I missed my flight out this morning on American Airlines from Houston. I called them about an hour after the flight left and I was told there was nothing they could do for me. I explained I was a relief worker in New Orleans and asked if they could make a special case, but they told me I should have known better and to suck it up. They're right—I should have called them. If only I hadn't been so busy doing other things I might have been able to call them and try to move it out. It's depressing, but it's yet a few more hundred dollars to toss into the great big hole in my savings that this trip has become.

And just so it doesn't sound like I'm trying to coyly ask for donations, I'm not. There is a chance I may get reimbursed for some of my equipment, vehicle, and travel expenses, but right now I'm not going to go broke, and there is much greater need than helping me. Don't worry—If I fear missing a rent payment or something like that, I'll definitely pipe up.

So on the whole, I'm doing pretty good. Mostly now I'm spending an hour or two each day working on technical things, then hauling around food and water with everybody else. Once we know what will happen with Rita, my tech responsibilities will mainly consist of packing gear in boxes and getting it to higher ground.

This has been a wrenching experience, but the people I have met from both the community and the volunteers have helped make it worthwhile. It's not that my faith in the goodness of humanity has been restored, but that it has been clarified.
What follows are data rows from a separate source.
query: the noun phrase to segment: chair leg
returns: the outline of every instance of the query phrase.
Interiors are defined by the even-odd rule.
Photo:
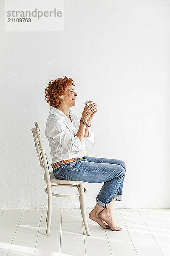
[[[46,221],[45,221],[47,222],[47,218],[48,218],[48,207],[47,209],[47,217],[46,217]]]
[[[87,220],[86,215],[86,210],[85,209],[85,192],[84,191],[84,186],[83,184],[81,183],[79,184],[79,193],[80,194],[79,197],[79,200],[80,205],[80,210],[82,213],[82,218],[83,220],[84,224],[85,225],[85,231],[86,232],[86,234],[87,236],[90,235],[90,233],[89,228],[88,227],[88,223]]]
[[[47,229],[46,230],[46,236],[49,236],[50,232],[51,223],[51,221],[52,214],[52,193],[48,192],[48,208],[47,210],[47,218],[46,221],[47,221]]]

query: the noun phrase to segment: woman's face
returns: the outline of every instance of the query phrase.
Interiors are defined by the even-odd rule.
[[[65,89],[62,95],[63,105],[67,105],[71,108],[75,106],[75,100],[77,94],[74,91],[74,86],[72,84],[68,85]]]

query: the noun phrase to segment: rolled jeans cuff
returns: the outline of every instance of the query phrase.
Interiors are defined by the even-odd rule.
[[[109,207],[109,204],[110,203],[102,203],[99,199],[99,195],[97,195],[96,198],[96,202],[99,205],[103,208],[108,208]],[[116,201],[122,201],[122,195],[114,195],[113,198],[114,199],[116,199]]]
[[[116,199],[116,201],[122,201],[122,195],[116,195],[116,194],[115,194],[113,196],[113,198]]]

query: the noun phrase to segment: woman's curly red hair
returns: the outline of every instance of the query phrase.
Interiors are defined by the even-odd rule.
[[[66,87],[71,84],[74,85],[74,81],[66,76],[50,81],[45,91],[45,99],[50,106],[56,108],[59,107],[60,103],[58,95],[62,95]]]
It's still an awful, horrible world, but there remains a few people whose selflessness and just plain goodness seems to persevere despite its statistical uselessness.

I guess I probably should have put this on my personal blog, but suck it up, nerds.

I'd like to thank all the people who continue to provide both technical and emotional support. Specifically, Justin D'Onofrio and his pal (whose name has already slipped my mind and I can't find in my email) who drove a truck full of laptops and other computer gear down from New York City just for us to use, then turned around and drove right back. Their donation completely changed the tenor of our operation and put us in a space to deploy more internet labs, as well as build some decent EVDO router machines.